Une enquête de l'agence Reuters aurait identifié Banksy comme étant Robin Gunningham, alias David Jones, un homme de 51 ans originaire de Bristol. Toutefois, ni Banksy ni son avocat n'ont validé cette déclaration.
"Cible de comportements obsessionnels, menaçants et extrêmes"
Pest Control, la société représentant Banksy, a déclaré que l'artiste a "choisi de garder le silence" sur cette révélation. L'avocat de Banksy, Mark Stephens, a demandé à Reuters de ne pas publier cette enquête, arguant que l'artiste est "la cible de comportements obsessionnels, menaçants et extrêmes".
La divulgation de son identité pourrait donc nuire à sa base de fans et l'exposer à des dangers. "Travailler sous un pseudonyme est essentiel pour la liberté d'expression. Cela permet aux artistes de s'exprimer sans crainte", insiste Stephens.

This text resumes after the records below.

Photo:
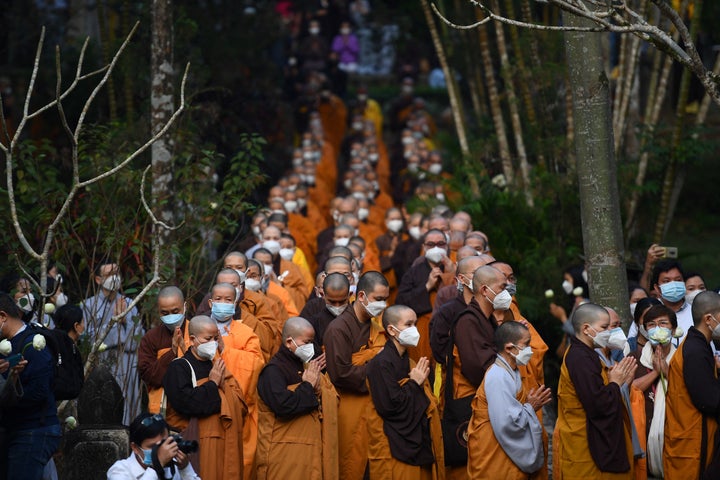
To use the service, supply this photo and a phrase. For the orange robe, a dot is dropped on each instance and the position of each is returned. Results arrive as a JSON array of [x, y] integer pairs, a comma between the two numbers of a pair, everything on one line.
[[244, 359], [309, 440], [281, 294], [382, 464], [684, 425], [220, 436], [486, 457], [352, 414]]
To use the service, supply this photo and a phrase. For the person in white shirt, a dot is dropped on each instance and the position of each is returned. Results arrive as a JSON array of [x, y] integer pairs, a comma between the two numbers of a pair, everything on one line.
[[155, 455]]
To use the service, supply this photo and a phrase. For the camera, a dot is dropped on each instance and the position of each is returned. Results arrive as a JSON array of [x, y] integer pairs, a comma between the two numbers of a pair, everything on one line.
[[185, 446]]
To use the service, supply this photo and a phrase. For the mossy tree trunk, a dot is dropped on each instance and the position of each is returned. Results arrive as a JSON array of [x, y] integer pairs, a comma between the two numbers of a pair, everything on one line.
[[596, 169]]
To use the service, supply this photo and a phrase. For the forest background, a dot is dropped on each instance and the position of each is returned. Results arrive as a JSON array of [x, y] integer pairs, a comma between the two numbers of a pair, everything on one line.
[[235, 137]]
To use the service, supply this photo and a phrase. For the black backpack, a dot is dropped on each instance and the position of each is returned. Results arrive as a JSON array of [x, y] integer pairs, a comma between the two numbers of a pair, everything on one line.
[[69, 375]]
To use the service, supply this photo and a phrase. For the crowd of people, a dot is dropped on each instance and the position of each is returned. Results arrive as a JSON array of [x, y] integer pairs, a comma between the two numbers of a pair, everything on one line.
[[350, 338]]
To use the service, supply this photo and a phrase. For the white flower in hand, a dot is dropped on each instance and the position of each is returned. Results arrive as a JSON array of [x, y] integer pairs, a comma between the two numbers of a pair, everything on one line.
[[5, 347], [71, 422], [38, 342]]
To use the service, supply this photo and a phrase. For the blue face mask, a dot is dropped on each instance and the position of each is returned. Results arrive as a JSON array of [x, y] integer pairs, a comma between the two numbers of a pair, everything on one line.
[[222, 312], [147, 457], [673, 291], [173, 320]]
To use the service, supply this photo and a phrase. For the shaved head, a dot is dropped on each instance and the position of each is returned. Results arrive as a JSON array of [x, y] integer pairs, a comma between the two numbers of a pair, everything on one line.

Des œuvres ancrées dans la politique
Banksy, connu pour ses messages politiques provocateurs, utilise des techniques de peinture au pochoir pour aborder des sujets tels que l'antimilitarisme et la justice sociale. Son œuvre emblématique, Le Lanceur de fleurs, illustre comment l'amour peut triompher de la violence.
D'autres artistes de rue expriment leur frustration face au traitement privilégié que semble recevoir Banksy. Vice Media évoquait déjà cette question en 2014 : "Pourquoi Banksy est-il le seul à pouvoir vandaliser les murs britanniques sans conséquences?"
Des artistes comme David Speed, membre d'un collectif de graffeurs, soulignent le double standard dans la législation appliquée à Banksy par rapport à d'autres artistes de rue. "Pour nous, c'est du vandalisme ; pour lui, c'est de l'art", souligne-t-il.
Selon Reuters, Banksy a récemment créé une œuvre sur le mur des Royal Courts of Justice à Londres, représentant un juge frappant un manifestant. Le ministère de la Justice, quant à lui, n'a pas précisé si l'artiste avait été sanctionné pour cette œuvre.